The answer above is incorrect. You do get side by side with the full frameworks. A .Net 2 APPLICATION (note that means EXE, not library) will not auto promote to .Net 4.
But if a .Net 4 application loads a .Net 2 assembly it is loaded into the same runtime (otherwise how could they share information). The .Net 2 assembly is loaded into the .net 4 runtime using a compatibility mode that is supposed to minimize breakage in changes (mostly for security changes in .Net 4).
A .Net 2 assembly cannot reference a .Net 4 assembly because it would not have features.
The ONLY exception to this that I know of is if you load a .Net assembly from a C++ app. The C++ application can load and host two runtimes.
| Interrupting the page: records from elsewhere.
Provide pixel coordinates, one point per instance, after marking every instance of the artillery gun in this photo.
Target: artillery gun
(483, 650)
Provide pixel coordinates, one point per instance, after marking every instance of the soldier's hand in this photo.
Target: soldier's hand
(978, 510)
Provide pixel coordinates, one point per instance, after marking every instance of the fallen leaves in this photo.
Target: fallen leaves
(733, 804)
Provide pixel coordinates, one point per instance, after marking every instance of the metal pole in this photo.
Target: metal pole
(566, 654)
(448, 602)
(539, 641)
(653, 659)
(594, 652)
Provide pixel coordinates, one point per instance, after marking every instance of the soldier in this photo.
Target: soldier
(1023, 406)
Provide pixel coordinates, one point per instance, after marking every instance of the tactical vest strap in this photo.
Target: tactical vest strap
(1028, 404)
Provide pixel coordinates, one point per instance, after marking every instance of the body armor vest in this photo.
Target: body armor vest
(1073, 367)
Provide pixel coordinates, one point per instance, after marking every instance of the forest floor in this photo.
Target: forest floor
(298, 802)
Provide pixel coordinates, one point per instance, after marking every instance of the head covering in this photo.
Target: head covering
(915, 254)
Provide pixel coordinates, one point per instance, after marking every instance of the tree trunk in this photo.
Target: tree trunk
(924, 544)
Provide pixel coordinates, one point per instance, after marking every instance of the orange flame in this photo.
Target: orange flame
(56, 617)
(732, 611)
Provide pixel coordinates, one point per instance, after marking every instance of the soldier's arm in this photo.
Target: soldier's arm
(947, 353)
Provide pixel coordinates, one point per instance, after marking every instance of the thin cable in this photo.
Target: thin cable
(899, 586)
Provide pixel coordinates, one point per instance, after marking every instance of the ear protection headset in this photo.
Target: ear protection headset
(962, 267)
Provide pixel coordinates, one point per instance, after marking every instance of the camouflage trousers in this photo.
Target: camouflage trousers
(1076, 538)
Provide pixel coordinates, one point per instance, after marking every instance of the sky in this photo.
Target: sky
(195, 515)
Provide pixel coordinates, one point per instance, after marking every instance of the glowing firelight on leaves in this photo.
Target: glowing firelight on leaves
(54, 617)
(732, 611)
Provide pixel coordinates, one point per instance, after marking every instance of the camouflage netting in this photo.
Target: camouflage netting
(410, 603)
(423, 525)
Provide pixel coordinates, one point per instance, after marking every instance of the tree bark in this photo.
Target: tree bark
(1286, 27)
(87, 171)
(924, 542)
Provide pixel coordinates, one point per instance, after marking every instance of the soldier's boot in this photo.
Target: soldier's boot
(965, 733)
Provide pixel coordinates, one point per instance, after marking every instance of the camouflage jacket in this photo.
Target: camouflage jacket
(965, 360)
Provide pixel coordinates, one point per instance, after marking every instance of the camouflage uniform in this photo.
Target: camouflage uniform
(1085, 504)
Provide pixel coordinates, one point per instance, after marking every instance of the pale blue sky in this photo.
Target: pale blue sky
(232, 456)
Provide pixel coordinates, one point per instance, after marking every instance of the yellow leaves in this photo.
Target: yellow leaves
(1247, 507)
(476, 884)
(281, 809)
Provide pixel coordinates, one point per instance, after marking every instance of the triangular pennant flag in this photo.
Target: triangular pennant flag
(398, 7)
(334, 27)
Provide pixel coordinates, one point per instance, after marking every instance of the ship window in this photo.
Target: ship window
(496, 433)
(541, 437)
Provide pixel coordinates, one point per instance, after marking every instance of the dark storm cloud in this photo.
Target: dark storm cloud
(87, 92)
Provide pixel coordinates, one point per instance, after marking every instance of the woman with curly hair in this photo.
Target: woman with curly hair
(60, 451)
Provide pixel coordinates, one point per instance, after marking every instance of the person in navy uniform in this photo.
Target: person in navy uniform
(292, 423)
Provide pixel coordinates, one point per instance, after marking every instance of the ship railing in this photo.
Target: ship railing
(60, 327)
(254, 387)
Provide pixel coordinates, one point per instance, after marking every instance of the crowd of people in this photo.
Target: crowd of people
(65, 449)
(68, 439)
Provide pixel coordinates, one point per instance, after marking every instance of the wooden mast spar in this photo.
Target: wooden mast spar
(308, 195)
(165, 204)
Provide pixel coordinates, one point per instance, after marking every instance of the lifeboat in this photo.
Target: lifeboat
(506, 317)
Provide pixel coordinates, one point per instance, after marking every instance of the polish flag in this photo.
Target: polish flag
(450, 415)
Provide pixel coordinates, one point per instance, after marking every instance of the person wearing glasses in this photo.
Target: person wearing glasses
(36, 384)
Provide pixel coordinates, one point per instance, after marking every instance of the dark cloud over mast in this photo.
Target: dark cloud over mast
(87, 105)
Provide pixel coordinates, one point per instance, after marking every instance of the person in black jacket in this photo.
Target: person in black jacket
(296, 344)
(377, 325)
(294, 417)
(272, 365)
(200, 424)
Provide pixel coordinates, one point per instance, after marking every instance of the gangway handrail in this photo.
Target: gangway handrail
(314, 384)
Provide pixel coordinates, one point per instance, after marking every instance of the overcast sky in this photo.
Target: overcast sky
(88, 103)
It could have a .Net 2 assembly and a .Net 4 assembly loaded, but they would not be able to talk to each other directly. This is how CLR Procs work in SQL Server. You can have a .Net 2 CLR Proc and a .Net 4 CLR Proc that do not communicate, but are both loaded on the server.
There was a great article on MSDN Magazine about hosting the .Net framework recently, but I can't find it now. Maybe someone else can post the link.
So you should be able to load just about any .Net 2 assembly into a .Net 4 executable without much problem. The only problems I have seen are with security permissions.